Karin se alegraba de que el marido se llevara al chico, le parecía una garantía de que Elof no acabaría tirado en una cuneta o el caballo muerto de extenuación.
Pero un día Eljas llegó a casa a las ocho de la mañana con Ingmar dormido a su lado en el pescante.
– ¡Hazte cargo de él y llévalo dentro! -le gritó a su esposa-. El chiquillo está borracho y no se tiene en pie.
A Karin, consternada, se le cayó el alma a los pies. Antes de cargar con el hermano tuvo que sentarse en el escalón de la entrada unos instantes.
Cuando finalmente incorporó al chico vio que no estaba dormido, sino inconsciente y frío, como un muerto. Lo tomó en sus brazos y lo llevó a la alcoba. Allí se encerró con él e intentó reanimarlo.
Al cabo de un rato salió al comedor, donde Eljas estaba tomando su desayuno. Karin se le aproximó y le puso la mano en el hombro.
– Más vale que te hinches de comida porque si has matado a mi hermano, en adelante no comerás tan bien como en esta casa.
– Bah, qué cosas dices -repuso él-. No creo que un poco de aguardiente le haya sentado tan mal.

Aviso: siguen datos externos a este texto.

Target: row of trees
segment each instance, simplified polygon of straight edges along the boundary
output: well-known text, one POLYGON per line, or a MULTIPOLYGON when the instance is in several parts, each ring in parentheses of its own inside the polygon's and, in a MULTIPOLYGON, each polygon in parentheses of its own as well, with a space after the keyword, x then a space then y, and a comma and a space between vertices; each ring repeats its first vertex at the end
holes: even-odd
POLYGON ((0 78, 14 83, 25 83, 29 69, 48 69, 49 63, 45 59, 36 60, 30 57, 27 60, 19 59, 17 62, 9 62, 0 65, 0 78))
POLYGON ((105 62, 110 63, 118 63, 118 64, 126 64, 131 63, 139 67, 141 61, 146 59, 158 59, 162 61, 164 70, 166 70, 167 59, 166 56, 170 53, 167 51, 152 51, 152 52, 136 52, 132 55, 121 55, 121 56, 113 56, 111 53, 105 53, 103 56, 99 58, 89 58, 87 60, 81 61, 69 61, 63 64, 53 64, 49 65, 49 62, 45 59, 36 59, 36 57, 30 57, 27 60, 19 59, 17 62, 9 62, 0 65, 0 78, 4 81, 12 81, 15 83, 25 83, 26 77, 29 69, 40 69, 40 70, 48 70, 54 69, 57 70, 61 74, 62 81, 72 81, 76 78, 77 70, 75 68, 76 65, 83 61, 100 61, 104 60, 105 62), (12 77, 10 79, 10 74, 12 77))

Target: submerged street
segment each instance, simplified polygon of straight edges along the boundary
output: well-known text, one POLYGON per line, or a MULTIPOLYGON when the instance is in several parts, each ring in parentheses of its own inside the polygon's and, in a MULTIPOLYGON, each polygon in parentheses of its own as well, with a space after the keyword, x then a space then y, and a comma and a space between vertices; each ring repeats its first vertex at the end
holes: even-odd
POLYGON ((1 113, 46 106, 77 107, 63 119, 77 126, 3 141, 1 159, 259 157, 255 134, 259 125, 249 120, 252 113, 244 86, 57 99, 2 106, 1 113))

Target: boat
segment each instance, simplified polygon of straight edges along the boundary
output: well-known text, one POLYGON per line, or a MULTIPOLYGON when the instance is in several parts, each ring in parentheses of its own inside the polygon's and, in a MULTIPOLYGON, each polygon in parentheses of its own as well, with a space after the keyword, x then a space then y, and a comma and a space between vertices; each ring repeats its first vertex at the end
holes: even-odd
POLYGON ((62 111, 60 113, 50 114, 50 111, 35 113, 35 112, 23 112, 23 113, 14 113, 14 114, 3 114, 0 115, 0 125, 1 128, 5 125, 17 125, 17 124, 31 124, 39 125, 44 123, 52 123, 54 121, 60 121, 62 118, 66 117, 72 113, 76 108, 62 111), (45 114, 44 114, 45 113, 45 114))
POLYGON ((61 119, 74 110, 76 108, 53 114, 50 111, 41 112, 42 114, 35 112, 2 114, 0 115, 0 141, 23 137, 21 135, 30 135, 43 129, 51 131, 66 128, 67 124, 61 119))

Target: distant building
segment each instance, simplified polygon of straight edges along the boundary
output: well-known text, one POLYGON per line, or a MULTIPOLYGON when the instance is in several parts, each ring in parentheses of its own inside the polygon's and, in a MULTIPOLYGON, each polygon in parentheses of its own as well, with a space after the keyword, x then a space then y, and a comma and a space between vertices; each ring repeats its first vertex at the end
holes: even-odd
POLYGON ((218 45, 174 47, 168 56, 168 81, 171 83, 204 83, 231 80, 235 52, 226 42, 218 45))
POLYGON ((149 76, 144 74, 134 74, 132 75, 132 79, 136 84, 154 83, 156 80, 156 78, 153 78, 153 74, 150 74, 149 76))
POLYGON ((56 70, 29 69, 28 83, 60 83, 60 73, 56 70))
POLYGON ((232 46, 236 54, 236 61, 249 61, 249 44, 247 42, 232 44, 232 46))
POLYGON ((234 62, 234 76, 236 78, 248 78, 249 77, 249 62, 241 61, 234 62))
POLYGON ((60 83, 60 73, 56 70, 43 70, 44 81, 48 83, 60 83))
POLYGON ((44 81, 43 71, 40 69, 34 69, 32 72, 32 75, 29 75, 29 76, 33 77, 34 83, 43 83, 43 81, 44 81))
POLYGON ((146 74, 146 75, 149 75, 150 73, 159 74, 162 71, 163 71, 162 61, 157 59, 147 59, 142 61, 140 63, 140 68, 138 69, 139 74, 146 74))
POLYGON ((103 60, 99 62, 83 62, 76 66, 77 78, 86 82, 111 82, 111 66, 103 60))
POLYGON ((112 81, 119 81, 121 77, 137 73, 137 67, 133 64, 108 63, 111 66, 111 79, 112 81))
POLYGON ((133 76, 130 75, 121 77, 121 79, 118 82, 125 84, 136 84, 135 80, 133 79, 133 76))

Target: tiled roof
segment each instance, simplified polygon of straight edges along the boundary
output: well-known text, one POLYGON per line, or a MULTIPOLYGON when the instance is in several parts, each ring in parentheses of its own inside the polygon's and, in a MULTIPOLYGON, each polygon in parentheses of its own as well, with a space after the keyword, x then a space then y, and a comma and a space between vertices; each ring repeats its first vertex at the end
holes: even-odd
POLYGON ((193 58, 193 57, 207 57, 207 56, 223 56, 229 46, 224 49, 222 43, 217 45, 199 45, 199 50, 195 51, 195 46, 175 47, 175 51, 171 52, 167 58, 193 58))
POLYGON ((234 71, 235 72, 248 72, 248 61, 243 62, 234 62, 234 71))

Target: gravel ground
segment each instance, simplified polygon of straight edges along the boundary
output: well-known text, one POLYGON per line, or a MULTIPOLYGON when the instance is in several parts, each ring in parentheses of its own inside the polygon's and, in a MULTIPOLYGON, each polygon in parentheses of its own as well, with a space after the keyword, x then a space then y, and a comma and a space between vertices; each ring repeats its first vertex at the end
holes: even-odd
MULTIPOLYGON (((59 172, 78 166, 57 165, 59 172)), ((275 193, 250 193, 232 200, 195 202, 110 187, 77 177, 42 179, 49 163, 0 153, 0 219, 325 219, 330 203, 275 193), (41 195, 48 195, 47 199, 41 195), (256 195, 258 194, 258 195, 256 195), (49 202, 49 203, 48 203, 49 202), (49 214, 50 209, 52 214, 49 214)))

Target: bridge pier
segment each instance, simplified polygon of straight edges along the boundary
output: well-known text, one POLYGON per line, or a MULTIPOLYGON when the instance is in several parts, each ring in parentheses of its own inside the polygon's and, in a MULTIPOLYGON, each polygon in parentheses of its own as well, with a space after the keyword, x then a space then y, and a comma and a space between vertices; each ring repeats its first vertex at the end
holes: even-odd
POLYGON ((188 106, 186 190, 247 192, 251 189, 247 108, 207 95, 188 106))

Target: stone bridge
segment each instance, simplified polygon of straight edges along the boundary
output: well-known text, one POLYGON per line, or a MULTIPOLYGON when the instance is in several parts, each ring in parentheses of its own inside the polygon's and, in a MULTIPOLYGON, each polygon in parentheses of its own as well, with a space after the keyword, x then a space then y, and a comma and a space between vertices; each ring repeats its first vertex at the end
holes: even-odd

– ¡Fíjate bien en lo que te digo! -le gritó Karin hincando unos dedos largos y huesudos en el hombro del marido-. Si se muere, te pasarás veinte años entre rejas, Eljas, eso te lo juro.
Cuando Karin volvió a la alcoba, Ingmar había recuperado el conocimiento pero la cabeza no le funcionaba, no podía mover ningún miembro y sufría grandes dolores.
– ¿Crees que me voy a morir, Karin? -preguntó.
– Eso nunca -contestó ella sentándose a su lado.
– No sabía lo que me estaban dando -aseguró él.
– Pues menos mal, gracias a Dios -contestó Karin muy seria.
– Escríbeselo a nuestras hermanas si me muero -suplicó el muchacho-. Yo no sabía que eran licores.
– Ya -repuso Karin.
– No lo sabía, te lo juro.
Todo ese día lo pasó Ingmar en cama con fiebre y mareos.
– No se lo cuentes a padre, por favor -le pidió a su hermana.
– No, nadie se lo va a contar a padre -contestó ella.
– Pero si me muero padre se enterará y entonces tendré que avergonzarme ante él.
– ¿No decías que no era culpa tuya? -repuso Karin.
– Sí, pero a lo mejor padre piensa que debería haberme negado a tomar cualquier cosa que me diese Eljas.
»¿Crees que todo el pueblo sabe que me he emborrachado? -preguntó luego-. ¿Qué dicen los mozos y qué dice la tía Gammel Lisa y qué dice Stark Ingmar?
– Pues ésos no dicen nada -respondió Karin.
– Por favor, tienes que contarles cómo fue. Mira, te explico: estuvieron bebiendo toda la noche y entretanto yo dormía sentado en un rincón. Fue en la posada de Karmsund. Entonces Eljas me despertó y me dijo muy amable: «Venga, Ingmar, tómate algo caliente. ¡Ten, bébete esto, sólo es agua con azúcar!» Y yo al despertarme sentí frío, así que acepté. Cuando probé lo que me daba sólo noté que era dulce y estaba caliente. Y ahora resulta que había echado licor. ¿Qué dirá padre ahora?